Она приняла это глупое объяснение и отрешенно кивнула:
– Хорошо, я гляну быстренько, а потом вам придется уйти. Вы зашли, откровенно говоря, не в лучший момент.
«О нет. Я как раз вовремя. Я здесь, чтобы спасти тебя от самой себя».
– Конечно-конечно…
Вит последовал за Антигоной на кухню и, не дожидаясь разрешения, плюхнулся на табуретку.

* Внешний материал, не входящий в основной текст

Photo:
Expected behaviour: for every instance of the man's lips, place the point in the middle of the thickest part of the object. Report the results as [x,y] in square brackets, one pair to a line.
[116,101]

– Мило тут у вас, – прокомментировал он, хотя совсем так не думал. Кухня была убогая и запущенная: измазанная жиром – вот кому нужна сода! – доисторическая плита, полопавшиеся обои, выцветшие до оттенка застарелой мочи, шаткий колченогий стол. В раковине громоздилась Пизанская башня немытой посуды, на столешнице валялись хлебные крошки, а на полу, прямо у его ботинка, темнело не до конца отмытое липкое пятно. – А скажите, если можно поинтересоваться… Почему у вас чердачное окно заколочено? Чердак нежилой?
– Жилой. Там… там моя комната, – ответила Антигона. – Я не знаю, почему. Окно всегда было заколочено. Надо у папы спросить…
В груди Вита разлилось тепло: он оказался прав насчет того, где живет бабочка. Ему чертовски нравилось быть правым.
Антигона хлопала створками шкафов в поисках никому не нужной соды. Когда она тянулась вверх, ее футболка тоже задиралась, демонстрируя смешные трусы с сердечками и впалый живот. Но взгляду открывалось и другое: сеточка шрамов, покрывающих кожу. Большинство давно зажили, но парочка казались совсем свежими.
«Самоповреждение режущими предметами, – Вит поставил галочку в воображаемом блокноте. – Классика».
Что-то начинало выкристаллизовываться. Внутри разгорался исследовательский азарт.
«Нужно узнать, бывают ли у нее перепады настроения. А как дела с остротой мышления? Изъясняется вроде связно…»
Вит вдруг заметил, что на одной из ран – самой глубокой, на левом бедре – выступило несколько алых капель. Они потекли вниз по ноге, сливаясь в единый ручеек.
– У тебя кровь… – «Ты» вырвалось свободно и легко.